Balance transfer cards can be a great tool for those knowing how to use them responsibly. Otherwise, they could create a worse situation at the end, with potentially even higher interest rates kicking in when the introductory period of 0% APR ends. With that in mind, we want to demystify these sort of products – so here are 5 commonly asked questions about balance transfer cards:
1. What is a balance transfer credit card?
A balance transfer card is a credit card that offers a low interest rate, or even none at all for an introductory period, typically 6-21 months. It enables users to move debt from their high-interest credit card to the balance transfer card and save on interest payments so they could ideally clear their debt (or fund a bigger purchase).
2. Who can qualify for a balance transfer card?
Many people can qualify for a balance transfer card, but the best terms are reserved for those with an excellent credit score. Generally speaking, the better your credit score – the longer the period of 0% APR will last (up to 21 months). Those with a lower credit score, presuming the credit card company allows them to take one of these cards, will get a fewer months of 0% APR and higher APR afterwards.
3. How balance transfers work?
Say you’re approved for a balance transfer card, then you should move the balance from your other card(s) to the new one to save on interest payments.
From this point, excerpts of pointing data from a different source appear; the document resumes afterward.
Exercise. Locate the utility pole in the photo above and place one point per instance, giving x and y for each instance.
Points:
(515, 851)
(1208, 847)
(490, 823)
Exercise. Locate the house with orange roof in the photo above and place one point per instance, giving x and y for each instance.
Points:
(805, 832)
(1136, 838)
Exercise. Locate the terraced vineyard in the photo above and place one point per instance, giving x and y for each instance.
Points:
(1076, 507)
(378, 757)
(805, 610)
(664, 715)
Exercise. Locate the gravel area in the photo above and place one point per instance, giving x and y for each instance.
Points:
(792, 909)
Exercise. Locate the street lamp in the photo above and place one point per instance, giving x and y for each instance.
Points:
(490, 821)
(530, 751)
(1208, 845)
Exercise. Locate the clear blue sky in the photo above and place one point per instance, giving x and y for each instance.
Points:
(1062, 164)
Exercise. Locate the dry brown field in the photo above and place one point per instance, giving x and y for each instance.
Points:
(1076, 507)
You can either do that via phone or via the web, or if you prefer — by visiting the local branch of your credit card company (or bank). From there, the idea is to payoff the debt while you’re still in the period of introductory 0% APR and get out of debt.
4. Are there any costs associated with balance transfers?
The most important cost to deal with is the balance transfer fee, which typically stands at 3 to 5 percent, though there are some cards that don’t have this cost at all. In addition, if you don’t pay off what you owe during the introductory period of 0% APR, you will have to deal with interest payments — so by all means try to get out of debt during that time.
5. What are the pitfalls?
The balance transfer “game” can be dangerous if you don’t make regular payments.. After the introductory period ends, your balance will be subject to interest rates, which can be higher than the rate you were paying previously. Similarly, if you pay late or fail to make a minimum payment, you could lose the introductory offer and be hit with a higher interest rate right away.
Finally, now that you have moved balance to the new card, it could be tempting to start using the old card again — it’s debt free now — don’t do it. Before you know it, you could end up in a worse situation than when you started.
Wrapping it up we want to add that a balance transfer card could be a powerful tool to help you get out of debt. As long as you can qualify for favorable terms and use it responsibly, such product will help you get your finances back on track.
In order to do so, go for the card that doesn’t charge a balance transfer fee or get the one with the longer period of 0% APR. Also, you will need to create a plan and follow through on it. That’s the main idea here; rather than to use a balance transfer card for another shopping spree. Cause you know where that leads, right?